On the surface, marijuana smokers appear to be at a lower risk than cigarette smokers because they light fewer times a day. But researchers have discovered that many more carcinogens, such as tar, end up in the lungs when a joint is smoked, rather than in a cigarette.
This happens because marijuana is smoked differently than a normal cigarette. Traditional vaping or smoking of the joints usually involves inhaling the marijuana smoke deep into the lungs and holding it, giving the toxins more contact with the lungs. In addition, many marijuana users smoke a joint until the end.
Tar, a sticky substance left after burning, is concentrated at the end of a joint and contains a large amount of harmful substances that can damage lung cells.
Some research has shown that smoking a joint is comparable to smoking from 4 to 20 cigarettes.
These findings are one of the reasons why Tashkin expected to find a connection between smoking cannabis and developing lung cancer.
"Regularly smoking marijuana itself causes visible and microscopic lesions of the major airways, consistently associated with an increased likelihood of chronic bronchitis symptoms that disappear after cessation of consumption," said Tashkin.
He also found that pre-cancerous alterations developed in the lungs, but this often did not lead to cancer.
"In human studies on long-term marijuana users, we have found many pre-cancerous changes to the lungs," said Tashkin. "It does not mean that if you have these changes, you will develop lung cancer. But if this happens, you run an increased risk of doing so. "
Tashkin, who has co-authored numerous studies on the impact of marijuana on the lungs over the past 30 years, has even reanalyzed his own data. He only found an increased risk of lung cancer among heavy smokers in a small number of patients. The number was so small that Tashkin did not think it could be used as irrefutable evidence to support the conclusion that the pot could cause cancer.
Marijuana more powerful than ever
In the United States, marijuana is legal on medical prescription in 33 states and recreational in 11 states plus the District of Columbia.
Marijuana, unlike tobacco, has no control over its strength or quality, so people do not use the same amount in a single dose. In addition, people who use marijuana for medical purposes for nonspecific conditions such as pain treatment can change the amount of drugs they need to relieve themselves. Because of these factors, it is difficult for researchers to establish standards to measure the effects of the drug.

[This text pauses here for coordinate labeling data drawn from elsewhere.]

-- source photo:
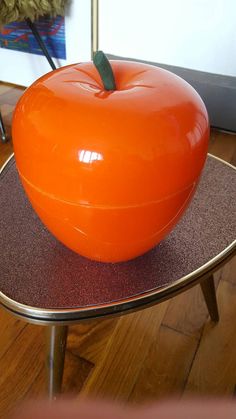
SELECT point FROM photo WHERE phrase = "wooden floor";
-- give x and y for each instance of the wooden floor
(170, 349)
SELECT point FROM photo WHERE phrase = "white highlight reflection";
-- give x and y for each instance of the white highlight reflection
(87, 156)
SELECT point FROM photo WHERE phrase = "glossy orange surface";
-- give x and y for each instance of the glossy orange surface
(110, 173)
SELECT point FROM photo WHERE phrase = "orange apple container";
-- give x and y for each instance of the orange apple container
(110, 154)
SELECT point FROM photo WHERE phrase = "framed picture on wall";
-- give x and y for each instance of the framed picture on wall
(68, 40)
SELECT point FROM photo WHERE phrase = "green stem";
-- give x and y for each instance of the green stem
(105, 71)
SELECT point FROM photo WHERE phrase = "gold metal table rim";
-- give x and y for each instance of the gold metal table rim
(70, 315)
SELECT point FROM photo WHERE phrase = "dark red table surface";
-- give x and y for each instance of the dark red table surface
(37, 270)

More potent forms of marijuana, sometimes called Skunk marijuana, may be one of the reasons people avoid lung cancer, despite ingesting the same carcinogens as combustible cigarettes, says Browler.
"Now, in Colorado, people are getting a product that consistently contains 30% THC. This means that people smoke a more powerful product and can smoke fewer times a day to achieve the same effect, "said Browler. "Some smokers smoke 1 to 3 packs a day, up to 60 cigarettes. You would not be alive if you smoked 60 joints a day at 30 times the amount of THC. "

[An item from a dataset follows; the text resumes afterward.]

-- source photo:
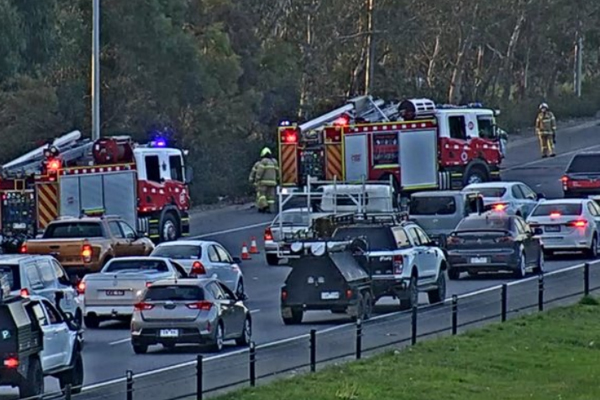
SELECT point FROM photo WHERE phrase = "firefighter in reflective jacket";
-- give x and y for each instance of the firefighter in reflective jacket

Smoking is perhaps the most popular form of marijuana use, but the use of edible products has become increasingly popular and it does not affect the lungs, he added.
Experts agree that additional research is needed.
"In the early 1950s, leading scientists questioned the fact that smoking could cause lung cancer, but it's only after having counted more than 30 million cigarette smokers in the United States that the danger to the lungs began to appear, "Flores said.
"If we turn our backs on this now, we could have a big disaster later."